1. Latheef SA. A database for inborn errors of metabolism in the Indian state of Andhra Pradesh. Bioinformation. 2010;4:276-7.

2. Sanghvi U, Diwarkar KK. Universal screening programme for congenital hypothyroidism. Indian Pediatr. 2008; 45:331-2.

3. Padilla CD, Therrrel BL. Newborn screening in Asia pacific region. Inherit. Metab Dis. 2007;30:490-506.

4. Alfadhel M, Al-Thihli K, Moubayed H, Eyaid W, Al-Jeraisy M. Drug treatment of inborn errors of metabolism: a systematic review. Arch Dis Child. 2013;98:454–461.

5. Kapoor S, Gupta N, Kabra M. National Newborn Screening Program – Still a Hype or a Hope Now? Indian Pediatr. 2013;50:639-43.

6. Devi AR, Naushad SM. Newborn screening in India. Indian J Pediatr. 2004;71:157-60.

7. Gupte SC, Patel PU, Ranat JM. G6PD deficiency in Vataliya Prajapati community settled in Surat. Indian J Med Sci. 2005;59:51-6.

8. Pao M, Kulkarni A, Gupta V, Kaul S, Balan S. Neonatal screening for glucose-6-phosphate dehydrogenase deficiency.

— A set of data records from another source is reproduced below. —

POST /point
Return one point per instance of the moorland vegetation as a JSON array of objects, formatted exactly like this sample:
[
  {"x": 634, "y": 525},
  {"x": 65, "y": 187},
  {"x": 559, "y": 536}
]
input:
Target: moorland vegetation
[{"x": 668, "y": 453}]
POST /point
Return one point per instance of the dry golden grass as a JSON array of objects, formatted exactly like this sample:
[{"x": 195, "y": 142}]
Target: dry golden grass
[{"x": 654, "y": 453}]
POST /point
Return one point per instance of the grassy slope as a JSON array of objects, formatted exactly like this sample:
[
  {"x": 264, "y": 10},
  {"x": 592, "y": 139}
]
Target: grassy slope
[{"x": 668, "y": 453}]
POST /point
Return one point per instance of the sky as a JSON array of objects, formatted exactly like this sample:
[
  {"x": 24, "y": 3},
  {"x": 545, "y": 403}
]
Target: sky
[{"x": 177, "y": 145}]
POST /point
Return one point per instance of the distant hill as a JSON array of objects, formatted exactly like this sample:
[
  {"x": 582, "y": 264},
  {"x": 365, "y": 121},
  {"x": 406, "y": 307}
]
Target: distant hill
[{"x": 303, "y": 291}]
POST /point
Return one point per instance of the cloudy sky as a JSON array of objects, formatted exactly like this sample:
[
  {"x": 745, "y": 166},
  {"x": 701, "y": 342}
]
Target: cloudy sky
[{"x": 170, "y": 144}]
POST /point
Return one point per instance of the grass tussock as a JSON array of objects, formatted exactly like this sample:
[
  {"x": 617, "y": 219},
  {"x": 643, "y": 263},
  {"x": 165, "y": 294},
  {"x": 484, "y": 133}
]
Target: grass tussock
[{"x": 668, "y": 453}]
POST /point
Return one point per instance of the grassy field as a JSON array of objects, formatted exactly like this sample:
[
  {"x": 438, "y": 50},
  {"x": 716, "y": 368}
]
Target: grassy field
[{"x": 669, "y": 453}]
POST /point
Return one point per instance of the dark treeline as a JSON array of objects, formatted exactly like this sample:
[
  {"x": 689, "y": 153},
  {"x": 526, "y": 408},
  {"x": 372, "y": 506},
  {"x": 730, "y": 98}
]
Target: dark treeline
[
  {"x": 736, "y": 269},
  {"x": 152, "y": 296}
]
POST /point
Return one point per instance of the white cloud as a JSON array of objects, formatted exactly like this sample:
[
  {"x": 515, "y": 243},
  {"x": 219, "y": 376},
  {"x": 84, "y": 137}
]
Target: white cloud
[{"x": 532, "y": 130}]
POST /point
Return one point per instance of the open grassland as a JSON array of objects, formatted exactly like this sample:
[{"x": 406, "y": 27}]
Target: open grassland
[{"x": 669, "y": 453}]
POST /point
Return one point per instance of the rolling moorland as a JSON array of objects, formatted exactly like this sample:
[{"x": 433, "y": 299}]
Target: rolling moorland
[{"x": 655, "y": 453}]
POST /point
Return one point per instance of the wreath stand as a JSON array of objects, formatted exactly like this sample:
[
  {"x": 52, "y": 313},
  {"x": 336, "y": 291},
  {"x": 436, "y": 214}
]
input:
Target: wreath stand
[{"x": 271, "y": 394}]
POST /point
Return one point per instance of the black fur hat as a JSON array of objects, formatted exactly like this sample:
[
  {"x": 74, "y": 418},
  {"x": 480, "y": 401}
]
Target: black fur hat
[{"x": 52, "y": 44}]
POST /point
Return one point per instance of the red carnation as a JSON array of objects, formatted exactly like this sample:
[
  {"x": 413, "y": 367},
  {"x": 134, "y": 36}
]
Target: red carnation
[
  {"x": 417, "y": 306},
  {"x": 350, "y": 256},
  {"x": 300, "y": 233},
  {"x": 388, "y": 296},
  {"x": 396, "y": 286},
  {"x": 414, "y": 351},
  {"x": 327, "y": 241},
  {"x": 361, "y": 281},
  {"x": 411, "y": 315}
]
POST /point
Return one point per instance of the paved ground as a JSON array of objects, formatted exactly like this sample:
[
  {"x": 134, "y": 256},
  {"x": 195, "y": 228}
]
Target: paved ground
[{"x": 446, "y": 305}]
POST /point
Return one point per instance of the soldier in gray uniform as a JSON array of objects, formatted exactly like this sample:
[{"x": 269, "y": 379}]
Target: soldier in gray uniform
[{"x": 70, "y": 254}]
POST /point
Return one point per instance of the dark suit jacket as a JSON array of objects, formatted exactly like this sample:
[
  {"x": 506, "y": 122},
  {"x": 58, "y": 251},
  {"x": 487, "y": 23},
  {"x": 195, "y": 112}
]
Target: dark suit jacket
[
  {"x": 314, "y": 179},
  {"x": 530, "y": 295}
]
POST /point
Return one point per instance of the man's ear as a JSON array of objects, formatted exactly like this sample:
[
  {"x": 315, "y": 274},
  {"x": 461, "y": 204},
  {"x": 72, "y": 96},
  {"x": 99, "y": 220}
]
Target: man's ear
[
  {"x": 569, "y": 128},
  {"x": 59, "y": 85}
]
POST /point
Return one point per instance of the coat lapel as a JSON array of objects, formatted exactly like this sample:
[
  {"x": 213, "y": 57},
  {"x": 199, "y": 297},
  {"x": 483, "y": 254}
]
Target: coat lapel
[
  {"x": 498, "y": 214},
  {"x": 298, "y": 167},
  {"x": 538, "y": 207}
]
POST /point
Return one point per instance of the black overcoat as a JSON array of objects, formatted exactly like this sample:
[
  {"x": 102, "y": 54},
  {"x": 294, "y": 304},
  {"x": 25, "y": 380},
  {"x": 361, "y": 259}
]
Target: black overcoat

Indian J Pediatr. 2005;72:835-7.

9. Rao AN, J Kavitha, Koch M, Suresh Kumar V. Inborn errors of metabolism: review and data from a tertiary care center; Indian J Clinic Biochemistry. 2009; 24:215-22.

10. Grebe SKG, Singh RJ. LC-MS/MS in the clinical laboratory – Where to from here? Clin Biochem Rev. 2011;32:5-31.